Poplar (Populus tomentosa) sapwood specimens were provided by Landbond Furniture Co. Ltd., Shandong, China. The dimensions of the test specimens were 150 mm in length (longitudinal direction) by 100 mm in width (radial direction) by 60 mm in thickness (tangential direction), with initial moisture content of 100 ± 5 percent (according to GB/T 1931‐2009; Zhao et al. 2009). To simulate a real-world production process, all the end cross sections of specimens were blocked by covering them with epoxy resin, and the specimens were placed in a customized incubator with internal dimensions of 150 by 100 by 60 mm. The faces of all specimens (except one, with dimensions of 150 by 100 mm) were covered by the internal wall of the incubator.

Equipment

The vacuum drying system included temperature and pressure controls, through which the temperature and the pressure of the drying medium could be controlled automatically with an accuracy of 0.01°C and 0.002 MPa, respectively. The data collection system included temperature sensors (used to calculate accurate inner wood temperatures automatically), a digital inspection instrument, and a computer. Superheated steam was produced by a steam generator.
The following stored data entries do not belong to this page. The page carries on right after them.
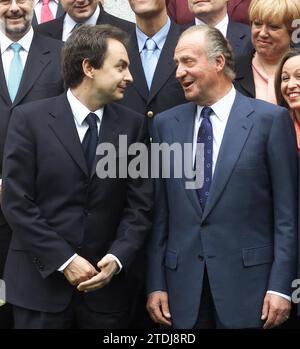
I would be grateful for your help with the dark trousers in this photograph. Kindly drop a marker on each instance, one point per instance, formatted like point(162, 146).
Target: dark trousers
point(6, 318)
point(77, 315)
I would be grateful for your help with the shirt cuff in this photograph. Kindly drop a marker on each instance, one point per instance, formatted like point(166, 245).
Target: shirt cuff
point(288, 298)
point(63, 267)
point(118, 262)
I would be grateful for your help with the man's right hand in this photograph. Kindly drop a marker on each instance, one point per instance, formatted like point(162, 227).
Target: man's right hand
point(79, 270)
point(158, 308)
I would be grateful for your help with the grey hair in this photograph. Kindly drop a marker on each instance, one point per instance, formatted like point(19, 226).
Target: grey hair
point(216, 45)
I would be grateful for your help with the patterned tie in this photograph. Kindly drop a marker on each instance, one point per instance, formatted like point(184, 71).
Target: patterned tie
point(15, 71)
point(149, 60)
point(90, 140)
point(46, 14)
point(205, 136)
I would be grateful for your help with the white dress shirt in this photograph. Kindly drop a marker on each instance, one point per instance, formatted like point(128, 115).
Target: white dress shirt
point(219, 117)
point(53, 4)
point(80, 112)
point(222, 25)
point(69, 23)
point(7, 53)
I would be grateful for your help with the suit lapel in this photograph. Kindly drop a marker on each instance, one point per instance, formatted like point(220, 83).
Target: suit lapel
point(136, 67)
point(38, 54)
point(166, 65)
point(109, 132)
point(3, 86)
point(63, 125)
point(183, 132)
point(236, 133)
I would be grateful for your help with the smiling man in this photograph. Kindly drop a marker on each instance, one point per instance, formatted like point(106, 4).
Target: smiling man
point(29, 70)
point(78, 233)
point(80, 12)
point(224, 255)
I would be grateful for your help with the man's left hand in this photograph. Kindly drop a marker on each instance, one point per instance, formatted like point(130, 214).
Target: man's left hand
point(108, 267)
point(276, 310)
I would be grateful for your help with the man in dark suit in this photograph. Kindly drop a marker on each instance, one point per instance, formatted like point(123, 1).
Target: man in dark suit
point(150, 95)
point(38, 60)
point(224, 253)
point(91, 12)
point(214, 13)
point(75, 230)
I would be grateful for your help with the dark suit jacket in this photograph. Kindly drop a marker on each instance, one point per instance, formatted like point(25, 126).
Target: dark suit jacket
point(165, 91)
point(54, 28)
point(246, 235)
point(59, 13)
point(41, 78)
point(56, 209)
point(244, 80)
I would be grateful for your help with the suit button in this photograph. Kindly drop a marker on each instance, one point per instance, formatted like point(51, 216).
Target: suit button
point(150, 114)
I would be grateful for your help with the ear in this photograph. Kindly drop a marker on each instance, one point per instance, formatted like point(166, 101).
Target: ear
point(87, 69)
point(220, 63)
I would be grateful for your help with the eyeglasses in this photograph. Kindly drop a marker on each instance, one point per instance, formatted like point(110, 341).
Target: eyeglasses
point(8, 2)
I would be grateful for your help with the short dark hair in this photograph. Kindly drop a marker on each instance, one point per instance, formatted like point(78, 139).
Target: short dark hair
point(87, 42)
point(289, 54)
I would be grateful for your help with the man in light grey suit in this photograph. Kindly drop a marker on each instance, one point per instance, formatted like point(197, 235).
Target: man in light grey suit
point(228, 261)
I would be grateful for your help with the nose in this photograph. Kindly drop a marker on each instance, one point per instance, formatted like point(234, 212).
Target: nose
point(292, 82)
point(14, 7)
point(180, 71)
point(264, 30)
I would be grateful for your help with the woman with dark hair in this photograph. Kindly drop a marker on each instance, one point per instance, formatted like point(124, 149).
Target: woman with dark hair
point(271, 32)
point(287, 87)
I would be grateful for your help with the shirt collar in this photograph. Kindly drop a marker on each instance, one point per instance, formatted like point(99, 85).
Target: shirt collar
point(79, 110)
point(222, 107)
point(37, 1)
point(69, 22)
point(25, 41)
point(159, 37)
point(222, 25)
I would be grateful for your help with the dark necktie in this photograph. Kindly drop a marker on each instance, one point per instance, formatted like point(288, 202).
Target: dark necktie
point(90, 140)
point(15, 71)
point(205, 136)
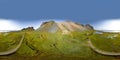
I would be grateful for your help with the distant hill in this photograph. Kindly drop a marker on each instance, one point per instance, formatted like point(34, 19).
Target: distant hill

Experimental methods and procedures

Experiments were carried out at three different temperature levels (35°C, 55°C, and 70°C) and three different absolute pressure levels (0.03, 0.06, and 0.1 MPa). Thermocouple locations are shown in Figure 1; layer 1 marks the outer layer, layer 2 the secondary layer, and layer 3 the central layer. In each experimental unit, superheated steam was injected into the vacuum drier before vacuum drying, and the temperature value acquisition process was complete when temperatures inside the samples became constant.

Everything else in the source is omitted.